How a suspected murderer impregnated an alleged killer in prison without ever touching her: 'I can't believe it worked'
A Florida man accused of murder impregnated a female alleged killer while they were in prison — but the pair never touched each other.
Daisy Link, 29, is charged with second-degree murder after she allegedly killed her husband in 2022.
'Not gonna lie, this is gonna go down in history.'
Joan Depaz, 23, was arrested in October 2020. According to prison records, he's charged with first-degree murder, attempted second-degree murder, battery, and criminal mischief.
The two inmates say they communicated with each other through the air conditioning vents in their prison cells.

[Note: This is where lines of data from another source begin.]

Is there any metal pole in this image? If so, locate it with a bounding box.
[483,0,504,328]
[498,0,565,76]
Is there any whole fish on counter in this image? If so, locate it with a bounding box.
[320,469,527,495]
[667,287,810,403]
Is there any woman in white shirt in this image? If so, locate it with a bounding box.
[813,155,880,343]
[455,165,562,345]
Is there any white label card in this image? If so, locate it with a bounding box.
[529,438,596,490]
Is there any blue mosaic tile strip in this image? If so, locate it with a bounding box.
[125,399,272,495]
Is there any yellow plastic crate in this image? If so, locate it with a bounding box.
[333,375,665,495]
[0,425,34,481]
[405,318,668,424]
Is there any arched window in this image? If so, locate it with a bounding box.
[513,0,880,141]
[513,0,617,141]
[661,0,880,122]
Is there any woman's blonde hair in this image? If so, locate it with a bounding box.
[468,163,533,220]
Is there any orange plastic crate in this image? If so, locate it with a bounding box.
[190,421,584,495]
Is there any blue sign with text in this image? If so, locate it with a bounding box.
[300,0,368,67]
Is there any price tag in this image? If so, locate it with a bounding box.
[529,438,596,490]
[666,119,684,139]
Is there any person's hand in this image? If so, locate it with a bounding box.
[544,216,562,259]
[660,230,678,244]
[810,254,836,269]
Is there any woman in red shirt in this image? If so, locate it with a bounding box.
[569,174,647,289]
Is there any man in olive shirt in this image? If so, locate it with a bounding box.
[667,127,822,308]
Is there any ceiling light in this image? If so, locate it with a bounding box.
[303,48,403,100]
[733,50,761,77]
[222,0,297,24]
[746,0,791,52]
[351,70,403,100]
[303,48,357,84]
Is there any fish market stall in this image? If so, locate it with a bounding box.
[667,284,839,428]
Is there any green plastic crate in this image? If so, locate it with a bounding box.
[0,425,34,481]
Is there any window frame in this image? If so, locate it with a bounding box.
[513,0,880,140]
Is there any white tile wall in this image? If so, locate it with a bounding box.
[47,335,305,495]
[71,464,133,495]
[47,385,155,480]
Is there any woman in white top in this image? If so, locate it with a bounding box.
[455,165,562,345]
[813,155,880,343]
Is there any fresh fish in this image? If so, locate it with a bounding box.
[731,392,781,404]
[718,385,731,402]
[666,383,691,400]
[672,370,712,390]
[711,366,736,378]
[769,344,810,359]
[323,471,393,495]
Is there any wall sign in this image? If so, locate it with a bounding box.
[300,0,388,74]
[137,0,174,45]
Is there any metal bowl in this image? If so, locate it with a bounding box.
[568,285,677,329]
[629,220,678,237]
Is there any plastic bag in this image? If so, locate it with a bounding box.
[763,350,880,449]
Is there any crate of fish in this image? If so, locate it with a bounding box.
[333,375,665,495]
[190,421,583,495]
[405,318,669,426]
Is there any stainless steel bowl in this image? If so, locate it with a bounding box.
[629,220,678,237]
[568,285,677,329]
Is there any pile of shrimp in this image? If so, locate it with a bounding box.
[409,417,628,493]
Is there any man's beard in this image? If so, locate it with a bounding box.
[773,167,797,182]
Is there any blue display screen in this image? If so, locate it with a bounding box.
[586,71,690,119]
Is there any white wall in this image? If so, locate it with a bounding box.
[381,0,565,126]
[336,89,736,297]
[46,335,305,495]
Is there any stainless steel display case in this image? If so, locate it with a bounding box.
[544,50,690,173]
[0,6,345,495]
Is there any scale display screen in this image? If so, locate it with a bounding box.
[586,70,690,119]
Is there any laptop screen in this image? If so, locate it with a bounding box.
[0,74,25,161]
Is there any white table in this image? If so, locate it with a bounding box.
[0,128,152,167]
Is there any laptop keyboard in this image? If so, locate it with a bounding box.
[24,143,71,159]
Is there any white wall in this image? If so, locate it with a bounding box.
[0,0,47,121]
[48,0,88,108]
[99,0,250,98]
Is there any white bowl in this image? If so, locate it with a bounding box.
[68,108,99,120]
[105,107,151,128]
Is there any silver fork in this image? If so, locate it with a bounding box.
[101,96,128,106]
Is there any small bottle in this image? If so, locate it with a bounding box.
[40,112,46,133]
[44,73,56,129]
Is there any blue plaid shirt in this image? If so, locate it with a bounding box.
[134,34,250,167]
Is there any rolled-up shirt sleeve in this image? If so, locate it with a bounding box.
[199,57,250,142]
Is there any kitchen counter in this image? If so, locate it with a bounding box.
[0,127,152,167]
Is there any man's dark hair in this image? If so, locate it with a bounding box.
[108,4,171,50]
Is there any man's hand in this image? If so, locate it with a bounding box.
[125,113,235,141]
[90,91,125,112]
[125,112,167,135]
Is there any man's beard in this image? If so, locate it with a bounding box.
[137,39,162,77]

"You would knock on it, and you can hear the people from the different floors. You would stand on the toilet actually to be able to talk to them," Link told WSVN-TV. "Being in isolation for so long, you begin to spend hours and hours talking to this person, you know, to the point where it’s almost as if you’re in the same room with them."
Link said she and Depaz would pass notes and pictures through the A/C vents.
Eventually they developed a romantic relationship despite never meeting each other.
Depaz had a dream of being a father, but it didn't seem possible since he was facing a lengthy prison sentence if convicted for his alleged crimes.
"I always really wanted to have a baby. And I’m not gonna get to do that for a really long time," Depaz said. He then told Link, "So if I had to choose somebody, you know, it would be you. And she was like, ‘Yeah, we could do that.’”
Depaz devised a plan to make his dream come true.
"I told her a way that one of my friends had showed me through the vent," he explained. "Because the vents are like [an] L-shape, really. It drops right into my vent, from her room, she could throw a pen into the vent, and it’ll land right into my vent.”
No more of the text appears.